Since September 2000 Tracy Melvin has been at the University of Southampton and has research interests in the areas of optical microdevices for bioanalysis. The focus of her research is to create technologies to provide the potential to answer bioscience questions, that are difficult or cannot be answered in any other way. This is achieved by developing novel methodology and devices, some of which was originally conceived for optical telecommunications applications. Her research crosses the medical science – microfluidics -optical device interface and includes bionanotechnology methods.
Tracy Melvin obtained her PhD from University College London. After post-docs at the University of Illinois, Urbana-Champaign, USA and the Max Planck Institut fur Strahlenchemie, Germany, she worked in the MRC Radiation and Genome Stability Unit on direct ionisation and enzymatic detection of DNA damage.
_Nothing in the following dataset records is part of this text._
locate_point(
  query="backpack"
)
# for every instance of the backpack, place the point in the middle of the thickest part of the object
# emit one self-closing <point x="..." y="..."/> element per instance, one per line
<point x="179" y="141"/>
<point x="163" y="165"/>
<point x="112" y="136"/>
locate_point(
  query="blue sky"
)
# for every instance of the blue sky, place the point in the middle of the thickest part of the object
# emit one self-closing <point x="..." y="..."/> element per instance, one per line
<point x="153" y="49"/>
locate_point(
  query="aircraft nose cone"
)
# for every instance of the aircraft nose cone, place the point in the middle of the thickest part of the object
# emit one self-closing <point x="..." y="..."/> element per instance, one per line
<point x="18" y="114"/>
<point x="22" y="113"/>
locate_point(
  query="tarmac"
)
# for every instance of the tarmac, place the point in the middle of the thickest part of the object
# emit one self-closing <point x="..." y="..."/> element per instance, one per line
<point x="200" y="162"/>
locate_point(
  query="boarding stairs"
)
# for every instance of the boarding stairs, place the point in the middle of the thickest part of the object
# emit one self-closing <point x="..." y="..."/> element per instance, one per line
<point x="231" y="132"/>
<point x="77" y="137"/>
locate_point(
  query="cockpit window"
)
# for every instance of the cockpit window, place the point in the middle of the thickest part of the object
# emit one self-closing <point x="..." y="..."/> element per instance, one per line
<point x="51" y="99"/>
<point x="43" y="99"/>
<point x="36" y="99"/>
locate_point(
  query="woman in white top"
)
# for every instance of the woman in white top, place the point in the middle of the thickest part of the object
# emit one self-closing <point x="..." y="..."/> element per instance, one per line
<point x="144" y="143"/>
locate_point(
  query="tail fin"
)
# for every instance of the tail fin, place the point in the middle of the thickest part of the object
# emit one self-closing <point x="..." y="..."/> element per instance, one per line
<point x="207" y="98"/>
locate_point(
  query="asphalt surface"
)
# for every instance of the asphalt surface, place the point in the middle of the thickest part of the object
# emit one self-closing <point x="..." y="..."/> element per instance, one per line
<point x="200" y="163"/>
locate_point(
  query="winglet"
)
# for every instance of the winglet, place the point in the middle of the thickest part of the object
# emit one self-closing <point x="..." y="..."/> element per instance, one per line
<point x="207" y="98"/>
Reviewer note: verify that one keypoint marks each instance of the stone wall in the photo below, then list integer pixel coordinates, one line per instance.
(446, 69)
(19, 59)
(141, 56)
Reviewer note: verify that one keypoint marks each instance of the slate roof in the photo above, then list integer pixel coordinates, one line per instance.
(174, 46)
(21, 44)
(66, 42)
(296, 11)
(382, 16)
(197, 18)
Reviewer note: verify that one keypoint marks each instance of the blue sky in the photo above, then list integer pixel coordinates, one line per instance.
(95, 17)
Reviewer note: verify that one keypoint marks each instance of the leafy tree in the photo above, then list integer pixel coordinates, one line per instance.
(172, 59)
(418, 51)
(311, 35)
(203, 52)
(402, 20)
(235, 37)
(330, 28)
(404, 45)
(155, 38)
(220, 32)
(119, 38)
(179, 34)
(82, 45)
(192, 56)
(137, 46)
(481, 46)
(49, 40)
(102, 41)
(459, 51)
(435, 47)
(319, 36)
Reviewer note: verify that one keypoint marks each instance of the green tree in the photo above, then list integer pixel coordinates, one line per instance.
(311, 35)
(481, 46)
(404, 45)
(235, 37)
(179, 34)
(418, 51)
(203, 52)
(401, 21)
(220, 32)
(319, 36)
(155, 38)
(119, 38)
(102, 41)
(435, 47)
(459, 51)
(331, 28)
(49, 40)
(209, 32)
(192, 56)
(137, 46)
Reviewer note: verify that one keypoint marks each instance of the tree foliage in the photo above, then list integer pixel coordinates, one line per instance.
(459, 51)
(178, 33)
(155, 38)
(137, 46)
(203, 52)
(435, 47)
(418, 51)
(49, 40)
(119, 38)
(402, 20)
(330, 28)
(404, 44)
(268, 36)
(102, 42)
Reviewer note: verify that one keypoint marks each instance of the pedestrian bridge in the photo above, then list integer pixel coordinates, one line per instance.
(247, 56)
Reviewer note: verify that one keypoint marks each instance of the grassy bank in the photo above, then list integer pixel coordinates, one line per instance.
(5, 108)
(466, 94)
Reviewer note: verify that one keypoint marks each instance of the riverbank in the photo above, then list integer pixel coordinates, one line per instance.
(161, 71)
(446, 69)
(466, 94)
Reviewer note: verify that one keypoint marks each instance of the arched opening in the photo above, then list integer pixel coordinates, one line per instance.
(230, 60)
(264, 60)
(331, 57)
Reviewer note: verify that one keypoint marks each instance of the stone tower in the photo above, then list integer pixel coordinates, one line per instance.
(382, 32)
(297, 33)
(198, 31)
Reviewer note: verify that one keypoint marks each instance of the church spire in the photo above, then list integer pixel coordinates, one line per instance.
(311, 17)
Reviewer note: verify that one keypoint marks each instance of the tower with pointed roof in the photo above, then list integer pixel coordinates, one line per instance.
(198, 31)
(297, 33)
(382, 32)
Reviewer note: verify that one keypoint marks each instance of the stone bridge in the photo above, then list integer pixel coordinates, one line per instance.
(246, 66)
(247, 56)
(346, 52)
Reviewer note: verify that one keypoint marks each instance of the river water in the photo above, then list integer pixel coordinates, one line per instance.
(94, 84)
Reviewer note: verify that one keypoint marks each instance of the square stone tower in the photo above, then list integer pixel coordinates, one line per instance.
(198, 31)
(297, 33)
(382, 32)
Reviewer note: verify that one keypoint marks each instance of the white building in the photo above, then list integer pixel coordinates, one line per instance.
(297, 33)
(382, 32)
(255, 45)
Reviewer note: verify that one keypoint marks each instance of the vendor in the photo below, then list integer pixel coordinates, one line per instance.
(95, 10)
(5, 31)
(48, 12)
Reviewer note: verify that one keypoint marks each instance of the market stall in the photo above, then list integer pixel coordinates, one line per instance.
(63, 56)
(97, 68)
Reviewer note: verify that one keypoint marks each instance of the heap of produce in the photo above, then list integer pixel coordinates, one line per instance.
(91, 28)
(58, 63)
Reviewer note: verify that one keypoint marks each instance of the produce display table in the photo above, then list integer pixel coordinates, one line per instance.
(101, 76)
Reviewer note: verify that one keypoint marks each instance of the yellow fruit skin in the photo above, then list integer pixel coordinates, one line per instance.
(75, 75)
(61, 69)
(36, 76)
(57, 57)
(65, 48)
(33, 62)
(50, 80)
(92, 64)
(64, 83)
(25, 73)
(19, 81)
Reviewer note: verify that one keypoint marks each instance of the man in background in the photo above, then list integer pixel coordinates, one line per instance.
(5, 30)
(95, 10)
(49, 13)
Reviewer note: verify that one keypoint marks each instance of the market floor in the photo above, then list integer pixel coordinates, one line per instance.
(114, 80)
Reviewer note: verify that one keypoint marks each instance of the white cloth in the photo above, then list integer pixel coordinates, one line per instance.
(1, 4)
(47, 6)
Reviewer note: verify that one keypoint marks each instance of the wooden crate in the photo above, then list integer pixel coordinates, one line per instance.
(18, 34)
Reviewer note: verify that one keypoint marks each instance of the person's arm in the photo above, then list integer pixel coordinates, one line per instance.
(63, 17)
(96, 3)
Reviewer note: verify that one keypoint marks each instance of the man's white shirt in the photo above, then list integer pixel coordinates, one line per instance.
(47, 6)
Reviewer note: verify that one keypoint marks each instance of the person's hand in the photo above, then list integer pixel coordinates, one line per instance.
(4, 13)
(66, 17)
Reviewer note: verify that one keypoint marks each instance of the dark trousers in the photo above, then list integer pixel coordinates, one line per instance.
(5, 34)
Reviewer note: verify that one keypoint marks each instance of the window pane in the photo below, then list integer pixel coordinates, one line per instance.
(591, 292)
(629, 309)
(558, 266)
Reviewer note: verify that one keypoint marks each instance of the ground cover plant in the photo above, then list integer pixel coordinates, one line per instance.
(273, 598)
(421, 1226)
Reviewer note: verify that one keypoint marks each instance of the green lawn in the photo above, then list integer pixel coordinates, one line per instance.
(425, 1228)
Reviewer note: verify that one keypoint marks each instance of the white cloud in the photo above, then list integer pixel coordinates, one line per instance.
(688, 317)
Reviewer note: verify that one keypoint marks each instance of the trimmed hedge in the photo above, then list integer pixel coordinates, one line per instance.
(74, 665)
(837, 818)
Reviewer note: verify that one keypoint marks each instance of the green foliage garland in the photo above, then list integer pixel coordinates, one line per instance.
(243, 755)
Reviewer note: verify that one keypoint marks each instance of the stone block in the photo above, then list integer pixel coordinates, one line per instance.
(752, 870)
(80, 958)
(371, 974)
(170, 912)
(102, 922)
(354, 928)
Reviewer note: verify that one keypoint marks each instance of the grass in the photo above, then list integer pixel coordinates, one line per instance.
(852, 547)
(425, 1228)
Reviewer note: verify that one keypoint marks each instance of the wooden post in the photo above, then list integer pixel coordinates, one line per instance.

After researching in the area of charge-migration in DNA, she became interested in the interface of microsystems and microelectronics with biochemistry and took up a research post in the CNRS working at the Centre de Biophysique Moleculaire and the Laboratoire de Physique et Metrologie des Oscillateurs, France.
Microdevices for bioanalysis (biochemistry and cell biology applications), optical/microfluidic devices for bioanalytical applications (including optical sorting, sensitive detection), biophotonics, bionanotechnology (and the application of the novel physical properties of nanomaterials for biosensing, micro/nanofabrication) and microfluidics.
Medical Electrical and Electronic Technologies (ELEC6247) (4th yr, MSc. electronics, electrical and electromechanical fields) As a master's level module, this has been designed to include a combination of taught (lectures and tutorials) and self-study to build on each individual's engineering expertise. The module is designed to provide the foundational knowledge for advancement of expertise into the clinical/biomedical academic and industrial sectors where your electrical/electromechanical/electronics expertise is the main technology driver.
Group Design Project (ELEC6200) (4th yr electronics, electrical, electromechanical, computer science and information technology fields) This module provides an introduction to intensive group project work in collaboration with an industrial or academic customer. Students work in groups of four or five on a challenging project iwhich will be typically based on an idea from an industrial partner, or from a research project looking to transfer technology to industry or build a demonstrator/proof of concept. The aim of the group design project is to encourage both innovation and engagement with the broader engineering context (financial, economic, social, environmental). The use of ‘real world’ engineering problems requires students to actively engage with their customers to determine the scope and requirements of their project, in order to provide a realistic simulation of the sort of challenges that they are likely to face as engineering graduates.